Bu gün Türkiye ye baktığımızda son zamanlarda Kur'anın gündeme gelmesi sonucunda, Kur'andan onay almayan yanlış  inançların sorgulanmaya başlanması , bir kısım geleneksel din yanlılarınca büyük bir tehlike olarak görülmeye başlanmıştır. Gayri metluv vahiy düşüncesini temel alan bir çok rivayetin belirlediği yanlış dini inançlar, bu sorgulama neticesinde sarsılmaya başladığı için , bu inancı korumak için var gücüyle çalışanlar , Kur'anın dinde belirleyici bir kitap olamayacağına dair düşüncelerini bu kitabı bizlere getiren elçi adına uydurdukları iftiralar ile ayakta tutmaya çalışmaktadırlar.

Sonuç olarak ; Neresinden tutsanız elinizde kalan bir düşünce olan gayri metluv vahiy iddiası , Allah ve elçisine atılmış en büyük bir iftira olarak halen yerini korumakta ısrar etmektedir.
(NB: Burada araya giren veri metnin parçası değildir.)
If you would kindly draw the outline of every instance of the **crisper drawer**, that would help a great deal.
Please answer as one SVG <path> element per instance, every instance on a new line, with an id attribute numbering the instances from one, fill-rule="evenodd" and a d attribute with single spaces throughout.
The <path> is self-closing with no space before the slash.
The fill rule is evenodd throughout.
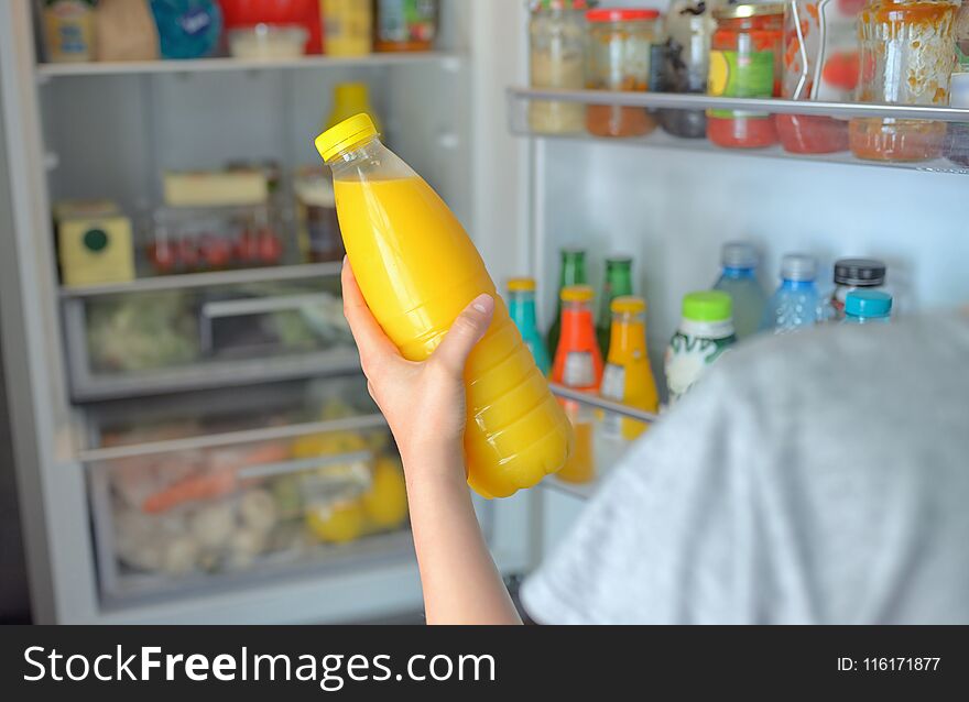
<path id="1" fill-rule="evenodd" d="M 90 417 L 106 606 L 412 558 L 400 461 L 362 379 L 300 385 Z"/>
<path id="2" fill-rule="evenodd" d="M 73 398 L 102 401 L 352 370 L 357 354 L 338 277 L 258 279 L 269 274 L 170 276 L 154 285 L 148 279 L 97 294 L 72 292 L 63 309 Z M 248 275 L 255 279 L 218 283 Z M 176 287 L 178 277 L 188 286 Z M 217 283 L 198 285 L 205 281 Z"/>

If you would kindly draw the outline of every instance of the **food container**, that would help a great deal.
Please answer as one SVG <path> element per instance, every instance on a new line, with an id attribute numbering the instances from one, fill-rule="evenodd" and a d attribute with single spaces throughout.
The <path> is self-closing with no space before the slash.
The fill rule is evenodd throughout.
<path id="1" fill-rule="evenodd" d="M 788 0 L 784 8 L 784 83 L 792 100 L 848 102 L 858 84 L 856 1 Z M 827 154 L 848 150 L 848 122 L 829 117 L 777 114 L 784 151 Z"/>
<path id="2" fill-rule="evenodd" d="M 535 0 L 529 23 L 529 75 L 533 88 L 581 90 L 585 85 L 585 0 Z M 529 127 L 538 134 L 571 134 L 585 128 L 576 102 L 535 100 Z"/>
<path id="3" fill-rule="evenodd" d="M 296 227 L 303 257 L 313 263 L 342 261 L 347 253 L 337 219 L 333 178 L 319 168 L 297 173 Z"/>
<path id="4" fill-rule="evenodd" d="M 47 61 L 84 63 L 95 57 L 95 0 L 46 0 L 44 40 Z"/>
<path id="5" fill-rule="evenodd" d="M 780 96 L 784 6 L 731 4 L 716 10 L 714 18 L 708 94 Z M 712 109 L 707 111 L 707 138 L 726 149 L 760 149 L 777 143 L 777 130 L 767 112 Z"/>
<path id="6" fill-rule="evenodd" d="M 377 0 L 373 48 L 378 52 L 428 52 L 437 35 L 437 0 Z"/>
<path id="7" fill-rule="evenodd" d="M 945 0 L 872 0 L 858 23 L 861 102 L 949 105 L 957 4 Z M 945 122 L 896 118 L 851 120 L 852 153 L 871 161 L 937 158 Z"/>
<path id="8" fill-rule="evenodd" d="M 586 86 L 592 90 L 645 92 L 660 13 L 647 9 L 586 12 L 589 29 Z M 642 136 L 656 121 L 639 107 L 589 105 L 586 129 L 596 136 Z"/>
<path id="9" fill-rule="evenodd" d="M 361 380 L 156 398 L 138 421 L 131 405 L 91 413 L 85 461 L 106 602 L 409 552 L 400 461 Z"/>
<path id="10" fill-rule="evenodd" d="M 324 53 L 328 56 L 366 56 L 373 51 L 371 0 L 322 0 Z"/>
<path id="11" fill-rule="evenodd" d="M 227 32 L 257 24 L 300 26 L 306 31 L 304 54 L 323 52 L 320 0 L 219 0 Z"/>
<path id="12" fill-rule="evenodd" d="M 246 61 L 285 61 L 303 55 L 308 33 L 294 24 L 257 24 L 229 32 L 229 53 Z"/>
<path id="13" fill-rule="evenodd" d="M 663 90 L 704 94 L 710 65 L 710 41 L 717 22 L 718 2 L 675 0 L 666 14 L 668 39 L 663 53 Z M 654 56 L 655 59 L 655 56 Z M 674 136 L 703 139 L 707 135 L 704 110 L 660 110 L 660 123 Z"/>

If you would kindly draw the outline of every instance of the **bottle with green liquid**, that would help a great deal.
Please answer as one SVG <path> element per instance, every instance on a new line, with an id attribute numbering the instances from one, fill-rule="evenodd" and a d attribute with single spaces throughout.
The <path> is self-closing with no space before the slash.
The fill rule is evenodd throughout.
<path id="1" fill-rule="evenodd" d="M 601 308 L 596 325 L 596 338 L 602 350 L 602 358 L 609 358 L 609 340 L 612 329 L 612 301 L 617 297 L 632 295 L 632 259 L 611 256 L 606 260 L 606 283 L 602 286 Z"/>
<path id="2" fill-rule="evenodd" d="M 581 249 L 562 250 L 562 276 L 558 281 L 556 299 L 558 307 L 555 309 L 555 319 L 548 329 L 548 355 L 555 358 L 558 351 L 558 338 L 562 336 L 562 290 L 573 285 L 587 285 L 586 278 L 586 252 Z"/>

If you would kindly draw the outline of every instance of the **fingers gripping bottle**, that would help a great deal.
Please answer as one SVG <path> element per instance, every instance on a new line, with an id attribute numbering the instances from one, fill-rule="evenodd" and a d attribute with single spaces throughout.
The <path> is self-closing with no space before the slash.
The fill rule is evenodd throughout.
<path id="1" fill-rule="evenodd" d="M 507 497 L 558 471 L 571 428 L 465 229 L 379 140 L 366 114 L 324 132 L 347 255 L 367 304 L 404 358 L 423 361 L 481 293 L 494 318 L 465 368 L 468 483 Z"/>

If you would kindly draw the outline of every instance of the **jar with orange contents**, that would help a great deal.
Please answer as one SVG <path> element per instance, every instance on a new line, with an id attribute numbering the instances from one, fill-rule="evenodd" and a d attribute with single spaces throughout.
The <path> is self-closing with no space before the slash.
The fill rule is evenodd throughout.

Muhammed (a.s) ın bir beşer olmasını göz ardı ederek robot durumuna sokan bu inanç sayesinde Kur'andan onay almayan bir çok düşünce İslama sokularak din esası haline gelmiş , red edenler kafir , fasık , zındık , hadis sünnet inkarcısı olarak suçlanmaya başlanmıştır. Eğer birileri bu yaftaya layık olacaksa , gayri metluv vahiy düşüncesini red edenler değil , aksine  kabul edenler olmalıdır.

Din de belirleyici tek kitap olması gereken Kur'an, rivayetleri onaylayıcı bir noter haline düşürülerek arka plana itilmiş ve neticede dışarıdan devşirilme düşünceler, dinin esası haline sokularak büyük bir bilgi kirliliği oluşmasına sebebiyet verilmiştir. Bu kirliliğin izalesi için bu düşüncenin yeniden Kur'anın her konuda belirleyici bir kitap olarak yeniden iman edilmesi , bu belirleyiciliğin ışığında bu düşüncenin temel aldığı esaslar yeniden sorgulanması gerekmektedir.

                                   EN DOĞRUSUNU ALLAH (C.C) BİLİR.